The threat of rising sea levels

The raging Atlantic Ocean on the West Coast of Demerara on Holi Day definitely added an extra frisson to the usual dousing of cold water that is obligatory when celebrating that festival. But the spectacle should also remind us Guyanese of the threat posed by rising sea levels to our coastlands. The coastland was five feet under normal sea levels a century ago, and the ocean has since risen by another eight inches.
Whether we are science sceptics or not about exactly what is driving the process of “global warming”, there can be no doubt about the fact that temperatures over the last century have risen at least one degree Fahrenheit, and this has literally fuelled the process that leads to rising sea levels. Firstly, it is basic science that warm water expands, and secondly, that the continents of ice in the Arctic and Antarctic have been melting exponentially and dumping their waters into the oceans.
If the “carbon sceptics” – those who believe it is not rising levels of carbon-dioxide in the atmosphere that are the cause of global warming – are correct, then the situation is even more dire. Rising seas, then, may be due to long- term geological and climatic changes that once saw the ice caps completely melted and seas being SIXTY FEET over present levels. The question, then, is not whether the seas will rise, but how quickly they will do so; and more pertinently for us, what will we do about it. Last June, the UN held its first Ocean Conference, when countries under extreme threat — mostly low-lying islands – made poignant pleas to the world community for help against inundation and extinction. However, with an adamant US administration under Donald Trump charting an increasingly isolationist course, leadership is lacking to lead such a charge.
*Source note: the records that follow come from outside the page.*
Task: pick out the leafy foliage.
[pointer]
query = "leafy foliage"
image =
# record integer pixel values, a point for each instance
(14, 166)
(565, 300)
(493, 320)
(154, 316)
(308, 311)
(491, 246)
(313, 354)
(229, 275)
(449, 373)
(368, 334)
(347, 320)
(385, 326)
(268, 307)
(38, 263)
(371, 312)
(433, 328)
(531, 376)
In a sense, we in Guyana defied nature and her processes when the Dutch moved their sugar plantations from up river to the coastland, which was then swampland. As we all should know by now, African slaves were coerced to move millions of tons of earth in digging hundreds of miles of canals and building hundreds of miles of sea and back dams. This created the habitable environment that was five feet under the sea at high tide. At this time, more than eighty percent of our population and about the same percentage of our economic activities are on this sliver of land that stretches from Essequibo to Berbice.
Looking at the cup half full, it may be rather fortuitous that we have finally acquired the wherewithal — with the expected oil revenues starting in 2020 — to exercise the option that was long suggested to avoid a catastrophe from rising seas: move our capital, where more than a quarter of our population lives, to higher ground. This, in turn, would have a demonstrator effect on all other endeavours away from the coastland.
The PNC regime, during its first term of office, had proposed the move be made to the northeast, while others have suggested the Rupununi.
The latter option becomes more feasible after the construction of the Lethem-Georgetown-Berbice Highway to the deep-water harbour off the mouth of the Berbice River — which is on the cards. The Government has also already committed itself towards establishing a Sovereign Wealth Fund (SWF), just as the PPP had done during the last elections, when oil was struck. This unanimity must now be tied to a long term development plan that is based on creating the infrastructure for a green economy that incorporates a gradual shift of our economic epicenter away from the threatened coastland.
While the PNC-led Government has emphasised the need for a green economy, it needs to map out a strategy along the lines of the Low Carbon Development Strategy (LCDS) adumbrated by the PPP. The rampaging Atlantic should serve as a wake-up call to them to not just wait for our inundation, but work with the Opposition to avert same.